Dans le reportage de TF1, que voit-on ? Des enfants de milliardaires dans une école de riches coûtant 100 000 euros par an. Deux bluffs construisent ce reportage pervers.

Premier bluff

Ces enfants et adolescents, très loin de leurs parents richissimes, sans vie de famille, ne peuvent être profondément heureux, ni véritablement équilibrés. Amputés de leur mère et de leur père pendant de nombreuses années, voire durant toute leur enfance, séparés de leurs frères et sœurs qu’ils ne voient pas grandir, de leurs grand-parents, des oncles et des tantes, ils n’ont pas de vie de famille, ce qui constitue un handicap à vie. En dépit des apparences, il n’y pas de quoi les envier !

Second bluff

L’argent ferait le niveau d’instruction. En vérité, payer 100 000 euros par an ne garantit rien dans ce domaine, ou presque. Pour être un authentique bon élève, il faut vivre avec sa famille et savoir lire, écrire, compter parfaitement. Ceci pouvant s’obtenir gratuitement, ou presque. De plus, il faut aimer lire, ce qui peut survenir avec une bonne méthode de lecture, et qui ne coûte pas grand chose non plus. Comme le disent encore les anciens, ce qui est le plus simple, et qui de surcroît est gratuit, ou presque, est souvent le plus efficace.

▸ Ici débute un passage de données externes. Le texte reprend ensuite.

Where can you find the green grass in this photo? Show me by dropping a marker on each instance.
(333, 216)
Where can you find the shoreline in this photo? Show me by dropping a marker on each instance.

Le reportage pervers de TF1 suscite envie, jalousie, et désespoir. Les esprits les plus faibles admettrons à la fin du reportage – et c’est le but –  que l’argent est au cœur du dispositif de la réussite scolaire. Grosse erreur qui les écrase faisant accepter leur échec comme une fatalité sociale.

L’échec scolaire n’est pas une question d’argent. C’est une affaire de volonté spirituelle et de détermination politique. La méthode syllabique dans une école pauvre apprend aux pauvres à lire admirablement, par exemple, et c’est la base d’une excellente maîtrise de la langue.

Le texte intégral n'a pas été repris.